Ironically, compliance with the application of the “no smoking building” It was assigned to me, a known smoker. So that morning, when Sergio Marchionne burst into my office, he asked me, without further ado, if I was the one who banned smoking.

I got up, went to open the window, and from under the desk I pulled out the ashtray and my pack of Marlboros. Marchionne burst into laughter and said: “Thanks, but I smoke Muratti”.

In that brief puff of a cigarette, he simply told me that if he had been there, the union would not have implemented the "Melfi blockade." I didn't ask him why, because it seemed like a useless provocation to me.
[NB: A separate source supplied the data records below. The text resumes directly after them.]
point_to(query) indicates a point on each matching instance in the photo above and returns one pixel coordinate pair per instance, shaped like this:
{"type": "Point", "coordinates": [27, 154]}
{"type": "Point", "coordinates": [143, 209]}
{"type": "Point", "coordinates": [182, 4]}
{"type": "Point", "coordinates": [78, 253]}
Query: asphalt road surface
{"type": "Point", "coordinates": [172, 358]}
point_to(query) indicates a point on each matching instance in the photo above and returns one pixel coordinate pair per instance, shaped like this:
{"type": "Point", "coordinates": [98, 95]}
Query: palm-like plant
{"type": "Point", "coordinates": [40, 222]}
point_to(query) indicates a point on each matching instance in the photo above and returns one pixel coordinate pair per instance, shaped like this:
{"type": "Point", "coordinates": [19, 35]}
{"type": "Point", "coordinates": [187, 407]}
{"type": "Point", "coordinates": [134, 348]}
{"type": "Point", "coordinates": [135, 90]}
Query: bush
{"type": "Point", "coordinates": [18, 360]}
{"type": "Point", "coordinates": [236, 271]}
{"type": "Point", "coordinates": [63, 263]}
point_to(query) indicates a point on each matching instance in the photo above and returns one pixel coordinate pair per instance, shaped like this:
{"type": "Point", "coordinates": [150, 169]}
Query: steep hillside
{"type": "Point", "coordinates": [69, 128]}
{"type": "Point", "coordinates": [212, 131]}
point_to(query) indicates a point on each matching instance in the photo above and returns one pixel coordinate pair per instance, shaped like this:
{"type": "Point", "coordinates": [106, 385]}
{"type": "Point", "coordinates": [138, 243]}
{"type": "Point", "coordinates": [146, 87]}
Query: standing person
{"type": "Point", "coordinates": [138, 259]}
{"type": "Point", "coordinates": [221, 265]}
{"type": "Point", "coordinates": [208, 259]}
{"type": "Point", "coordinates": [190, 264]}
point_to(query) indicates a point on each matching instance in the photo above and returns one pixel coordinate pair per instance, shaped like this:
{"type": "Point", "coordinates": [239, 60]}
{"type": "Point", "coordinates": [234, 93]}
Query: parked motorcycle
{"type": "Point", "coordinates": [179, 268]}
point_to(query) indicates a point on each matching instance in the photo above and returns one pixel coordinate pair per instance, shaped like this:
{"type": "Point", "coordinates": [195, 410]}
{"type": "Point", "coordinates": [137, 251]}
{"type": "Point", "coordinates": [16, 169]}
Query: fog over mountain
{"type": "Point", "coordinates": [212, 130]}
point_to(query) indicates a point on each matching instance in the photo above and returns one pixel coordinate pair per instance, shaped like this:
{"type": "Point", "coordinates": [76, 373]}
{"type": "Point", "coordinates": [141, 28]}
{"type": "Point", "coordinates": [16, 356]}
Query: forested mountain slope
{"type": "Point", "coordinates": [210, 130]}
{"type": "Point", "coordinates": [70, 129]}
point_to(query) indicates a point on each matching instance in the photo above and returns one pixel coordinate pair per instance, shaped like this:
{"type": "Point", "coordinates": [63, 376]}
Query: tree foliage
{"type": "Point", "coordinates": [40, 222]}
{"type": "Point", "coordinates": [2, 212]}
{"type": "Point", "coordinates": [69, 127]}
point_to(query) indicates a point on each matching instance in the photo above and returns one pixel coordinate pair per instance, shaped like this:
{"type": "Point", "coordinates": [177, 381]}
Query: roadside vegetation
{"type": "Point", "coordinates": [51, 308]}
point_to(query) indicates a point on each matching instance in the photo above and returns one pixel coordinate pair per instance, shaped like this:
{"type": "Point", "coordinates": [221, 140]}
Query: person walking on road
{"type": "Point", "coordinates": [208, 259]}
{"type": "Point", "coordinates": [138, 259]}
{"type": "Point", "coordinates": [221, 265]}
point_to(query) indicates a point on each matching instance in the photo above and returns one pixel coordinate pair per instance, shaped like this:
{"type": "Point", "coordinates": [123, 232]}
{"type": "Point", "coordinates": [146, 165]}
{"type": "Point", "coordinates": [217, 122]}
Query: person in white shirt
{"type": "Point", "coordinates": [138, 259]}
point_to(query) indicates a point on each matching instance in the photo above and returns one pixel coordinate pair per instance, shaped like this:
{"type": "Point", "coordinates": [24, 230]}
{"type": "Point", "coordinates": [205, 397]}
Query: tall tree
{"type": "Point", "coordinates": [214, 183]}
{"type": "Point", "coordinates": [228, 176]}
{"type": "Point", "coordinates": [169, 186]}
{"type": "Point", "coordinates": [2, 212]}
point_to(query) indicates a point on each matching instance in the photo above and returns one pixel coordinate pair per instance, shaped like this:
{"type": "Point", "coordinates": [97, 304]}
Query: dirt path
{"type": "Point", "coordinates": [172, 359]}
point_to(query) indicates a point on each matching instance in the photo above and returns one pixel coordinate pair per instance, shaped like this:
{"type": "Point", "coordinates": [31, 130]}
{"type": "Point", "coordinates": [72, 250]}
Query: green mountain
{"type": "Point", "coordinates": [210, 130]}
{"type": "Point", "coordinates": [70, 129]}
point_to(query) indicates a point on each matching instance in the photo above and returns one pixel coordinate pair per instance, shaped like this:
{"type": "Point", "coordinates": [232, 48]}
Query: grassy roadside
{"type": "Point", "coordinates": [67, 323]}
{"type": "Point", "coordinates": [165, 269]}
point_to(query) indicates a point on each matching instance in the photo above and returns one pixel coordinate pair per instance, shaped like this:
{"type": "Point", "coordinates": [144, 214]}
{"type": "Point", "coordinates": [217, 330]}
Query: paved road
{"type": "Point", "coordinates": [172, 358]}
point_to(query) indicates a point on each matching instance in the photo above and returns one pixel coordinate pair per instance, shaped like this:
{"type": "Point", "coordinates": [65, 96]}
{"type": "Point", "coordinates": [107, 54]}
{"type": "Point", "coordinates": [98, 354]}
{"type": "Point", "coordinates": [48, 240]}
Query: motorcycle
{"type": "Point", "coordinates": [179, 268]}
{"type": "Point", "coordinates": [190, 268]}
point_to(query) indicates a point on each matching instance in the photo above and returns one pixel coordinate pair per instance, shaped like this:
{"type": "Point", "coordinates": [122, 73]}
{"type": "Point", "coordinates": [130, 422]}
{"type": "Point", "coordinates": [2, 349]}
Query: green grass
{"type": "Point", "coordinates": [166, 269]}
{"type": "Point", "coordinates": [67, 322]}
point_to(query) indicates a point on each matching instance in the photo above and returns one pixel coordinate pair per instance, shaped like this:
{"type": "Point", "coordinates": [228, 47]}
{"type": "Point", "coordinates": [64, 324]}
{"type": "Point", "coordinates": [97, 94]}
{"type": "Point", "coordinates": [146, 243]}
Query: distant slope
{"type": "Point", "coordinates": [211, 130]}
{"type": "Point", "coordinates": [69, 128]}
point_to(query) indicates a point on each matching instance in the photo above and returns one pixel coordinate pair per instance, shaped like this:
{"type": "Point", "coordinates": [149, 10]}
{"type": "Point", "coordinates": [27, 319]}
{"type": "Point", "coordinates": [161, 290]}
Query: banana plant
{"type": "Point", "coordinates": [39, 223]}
However, a solidarity was born among smokers which continued over the years.

In meetings, with rare exceptions, it was just the two of us smoking, and for him it was always a suffering to attend union meetings without being able to light a cigarette.

After my retired from the company in December 2011, I met Marchionne at the annual meeting of Florentine industrialists in June 2013.

Last autumn, in a video forum, Matteo Renzi, then mayor of Florence and candidate in the center-left primaries, had attacked Marchionne on his investment strategy in Italy, accusing him of mocking workers and those left-wing politicians who considered him the "good bourgeois."

Marchionne's caustic response was immediate: on the sidelines of a meeting of ACEA, the European automobile manufacturers' association, of which he was President, which was held in Brussels, he underlined that Renzi was not a Barack Obama but only the mayor of a poor town.

The reconciliation between the two it happened with a handshake at the aforementioned Confindustria assembly held at the then Teatro Comunale in Florence.

Marchionne was invited to attend the Florence meeting, following the tensions of the previous year. following Fiat's exit from Confindustria, also marked a reconciliation with the world of industrial associations.

On this occasion Marchionne launched an appeal for the United States of Europe and for a Marshall Plan to restart the European economyAt that time, I was in Siena as a consultant for Monte dei Paschi, working on the management and redeployment of redundant staff and, in particular, on the outsourcing of the bank's back-office activities to the Florentine company Bassilichi, a leader in payment and electronic money services.

I was also invited to the event by the President of Confindustria Florence Simone Bettini, currently President of Federmeccanica, for our shared past as members of the Federmeccanica Board itself.

At the end of the meeting, Marchionne and I met at the exit of the Theatre to go and get, as per tradition, a coffee in a bar on Corso Italia and then take a stroll to the nearby Lungarno while smoking a classic cigarette.

As we walked he reminded me of the motivation I had given him for my idiosyncrasy in speaking English, even though I had started my professional life in the American conglomerate WR Grace & Co., whose President, as Marchionne told me, was his friend Peter Grace.

The thing was, I didn't like speaking the waiters' language (with all due respect to waiters, of course)! We said goodbye, knowing we'd probably never have another chance to see each other again or smoke another cigarette. I quit smoking on July 25, 2018.